Aunque
intento conseguir las palabras correctas para describir lo que siento cuando
escribo, creo que ninguna llega a definir completamente lo que pasa dentro de
mí luego de cada expresión.
Es como si las puertas de alguna parte
de mis sentimientos se abriera y salieran volando miles de vivencias, apuradas,
queriendo ser retratadas, empujando a mis dedos a que digan todo lo que ellas
quieren que sea leído.
Las palabras llegan solas. Como si
tuvieran vida propia y ellas dijeran: yo voy primero, luego sigo yo y para
terminar salgo yo y le daré el remate que merece este escrito.

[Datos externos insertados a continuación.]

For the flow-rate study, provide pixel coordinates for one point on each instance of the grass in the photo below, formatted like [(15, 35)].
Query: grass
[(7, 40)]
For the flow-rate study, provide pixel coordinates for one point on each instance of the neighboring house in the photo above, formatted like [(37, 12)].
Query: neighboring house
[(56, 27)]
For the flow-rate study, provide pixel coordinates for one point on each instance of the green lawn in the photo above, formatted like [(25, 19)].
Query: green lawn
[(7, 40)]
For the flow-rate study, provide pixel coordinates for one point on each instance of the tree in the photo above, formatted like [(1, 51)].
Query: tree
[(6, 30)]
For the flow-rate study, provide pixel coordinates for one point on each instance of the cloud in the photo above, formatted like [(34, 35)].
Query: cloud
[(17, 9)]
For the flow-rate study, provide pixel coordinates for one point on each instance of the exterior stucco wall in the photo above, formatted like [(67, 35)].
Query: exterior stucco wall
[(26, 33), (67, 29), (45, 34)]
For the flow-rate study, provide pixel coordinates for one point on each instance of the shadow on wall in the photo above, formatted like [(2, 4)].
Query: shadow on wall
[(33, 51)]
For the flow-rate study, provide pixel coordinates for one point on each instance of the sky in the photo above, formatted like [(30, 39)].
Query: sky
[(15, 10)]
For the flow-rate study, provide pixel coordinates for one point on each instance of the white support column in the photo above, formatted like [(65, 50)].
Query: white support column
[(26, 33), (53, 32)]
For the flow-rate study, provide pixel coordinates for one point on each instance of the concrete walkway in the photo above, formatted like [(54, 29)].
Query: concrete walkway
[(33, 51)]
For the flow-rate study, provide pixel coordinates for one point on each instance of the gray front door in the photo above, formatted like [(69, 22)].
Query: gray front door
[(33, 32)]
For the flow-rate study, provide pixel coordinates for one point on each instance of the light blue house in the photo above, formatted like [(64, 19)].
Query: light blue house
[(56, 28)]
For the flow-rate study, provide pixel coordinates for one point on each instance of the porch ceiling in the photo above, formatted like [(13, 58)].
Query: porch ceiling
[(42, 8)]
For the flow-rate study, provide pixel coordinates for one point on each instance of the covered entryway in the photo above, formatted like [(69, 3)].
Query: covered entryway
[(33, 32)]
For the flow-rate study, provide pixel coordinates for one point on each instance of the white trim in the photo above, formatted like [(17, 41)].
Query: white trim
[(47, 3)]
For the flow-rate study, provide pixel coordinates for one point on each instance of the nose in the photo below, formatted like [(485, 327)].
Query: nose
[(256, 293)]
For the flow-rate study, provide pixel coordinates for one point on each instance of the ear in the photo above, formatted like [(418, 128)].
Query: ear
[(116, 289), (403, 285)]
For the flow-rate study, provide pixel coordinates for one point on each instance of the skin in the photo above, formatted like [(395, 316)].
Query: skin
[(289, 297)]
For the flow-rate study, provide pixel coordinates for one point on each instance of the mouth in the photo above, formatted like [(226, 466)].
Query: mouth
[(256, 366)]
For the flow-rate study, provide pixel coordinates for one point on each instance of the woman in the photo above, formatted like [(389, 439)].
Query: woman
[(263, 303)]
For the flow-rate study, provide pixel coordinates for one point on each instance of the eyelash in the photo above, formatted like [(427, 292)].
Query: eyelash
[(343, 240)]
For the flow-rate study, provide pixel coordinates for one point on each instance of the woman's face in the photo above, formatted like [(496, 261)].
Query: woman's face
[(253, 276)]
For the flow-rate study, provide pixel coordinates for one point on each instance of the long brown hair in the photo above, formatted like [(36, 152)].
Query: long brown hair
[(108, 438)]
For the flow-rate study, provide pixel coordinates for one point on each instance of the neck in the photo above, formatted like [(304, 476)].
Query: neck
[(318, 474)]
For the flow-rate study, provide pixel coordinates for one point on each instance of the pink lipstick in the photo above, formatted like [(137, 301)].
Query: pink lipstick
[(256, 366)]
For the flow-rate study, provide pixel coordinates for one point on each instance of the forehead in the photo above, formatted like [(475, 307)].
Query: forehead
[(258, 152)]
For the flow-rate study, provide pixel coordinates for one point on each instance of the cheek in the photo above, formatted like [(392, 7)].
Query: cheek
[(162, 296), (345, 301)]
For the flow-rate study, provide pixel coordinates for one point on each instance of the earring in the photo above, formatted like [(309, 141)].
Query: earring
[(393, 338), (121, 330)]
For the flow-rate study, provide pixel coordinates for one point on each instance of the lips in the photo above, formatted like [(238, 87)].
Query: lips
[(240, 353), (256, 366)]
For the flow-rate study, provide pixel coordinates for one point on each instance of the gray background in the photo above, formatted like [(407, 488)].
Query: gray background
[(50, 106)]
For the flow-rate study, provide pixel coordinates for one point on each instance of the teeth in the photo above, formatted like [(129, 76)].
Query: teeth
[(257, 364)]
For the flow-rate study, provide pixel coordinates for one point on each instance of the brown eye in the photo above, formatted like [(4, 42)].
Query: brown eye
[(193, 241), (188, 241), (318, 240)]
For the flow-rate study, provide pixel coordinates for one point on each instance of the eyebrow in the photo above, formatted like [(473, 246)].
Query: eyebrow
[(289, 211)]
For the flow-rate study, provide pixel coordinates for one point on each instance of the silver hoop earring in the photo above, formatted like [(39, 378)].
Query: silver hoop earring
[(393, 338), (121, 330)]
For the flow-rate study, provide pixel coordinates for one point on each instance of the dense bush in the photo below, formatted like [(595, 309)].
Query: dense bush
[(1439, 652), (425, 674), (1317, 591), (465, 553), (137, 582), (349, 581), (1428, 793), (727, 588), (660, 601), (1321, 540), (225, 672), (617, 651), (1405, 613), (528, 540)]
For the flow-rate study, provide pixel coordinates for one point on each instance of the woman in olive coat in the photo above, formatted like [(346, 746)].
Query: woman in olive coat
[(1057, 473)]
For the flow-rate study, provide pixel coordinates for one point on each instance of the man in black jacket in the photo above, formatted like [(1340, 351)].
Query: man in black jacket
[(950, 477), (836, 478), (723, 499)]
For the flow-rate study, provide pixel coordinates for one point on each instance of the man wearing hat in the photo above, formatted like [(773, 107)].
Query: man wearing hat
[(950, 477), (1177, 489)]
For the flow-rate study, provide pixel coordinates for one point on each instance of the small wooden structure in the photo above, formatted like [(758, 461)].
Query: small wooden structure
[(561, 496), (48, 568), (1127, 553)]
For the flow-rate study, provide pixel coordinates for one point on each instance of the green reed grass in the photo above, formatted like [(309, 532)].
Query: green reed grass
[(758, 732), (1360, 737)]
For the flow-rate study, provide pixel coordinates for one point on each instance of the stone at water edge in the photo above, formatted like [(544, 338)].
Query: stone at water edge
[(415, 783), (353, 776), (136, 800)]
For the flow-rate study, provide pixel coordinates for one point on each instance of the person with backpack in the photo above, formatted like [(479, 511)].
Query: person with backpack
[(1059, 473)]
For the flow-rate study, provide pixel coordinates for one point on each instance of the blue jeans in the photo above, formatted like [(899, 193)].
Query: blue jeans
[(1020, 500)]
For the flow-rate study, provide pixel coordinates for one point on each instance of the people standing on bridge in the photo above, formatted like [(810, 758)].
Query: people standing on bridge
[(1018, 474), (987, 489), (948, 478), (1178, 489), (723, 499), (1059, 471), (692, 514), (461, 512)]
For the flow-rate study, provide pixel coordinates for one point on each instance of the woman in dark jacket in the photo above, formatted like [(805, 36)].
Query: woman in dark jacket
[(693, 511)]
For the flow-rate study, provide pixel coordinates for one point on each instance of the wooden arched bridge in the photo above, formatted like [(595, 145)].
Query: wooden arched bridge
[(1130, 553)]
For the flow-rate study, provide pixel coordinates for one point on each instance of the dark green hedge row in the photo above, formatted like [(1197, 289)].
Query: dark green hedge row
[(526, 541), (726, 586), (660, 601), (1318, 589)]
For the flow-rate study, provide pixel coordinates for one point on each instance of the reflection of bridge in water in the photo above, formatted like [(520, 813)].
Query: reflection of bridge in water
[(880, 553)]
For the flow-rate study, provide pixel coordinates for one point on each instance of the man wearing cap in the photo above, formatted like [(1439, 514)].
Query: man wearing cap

Claro, son caprichosas. Llegan en los
momentos menos esperados y si no las plasmas al instante, salen corriendo,
huyendo, y no regresan, como para castigarte por no haberlas atendido y
colocado en el lugar en donde ellas deseaban estar.
Pero hay momentos en los que ellas
duelen. Salen sin que lo esperes y cuando te das cuenta, es como si te dieran
un golpe fuerte en el rostro, como si intentaran hacerte ver una realidad.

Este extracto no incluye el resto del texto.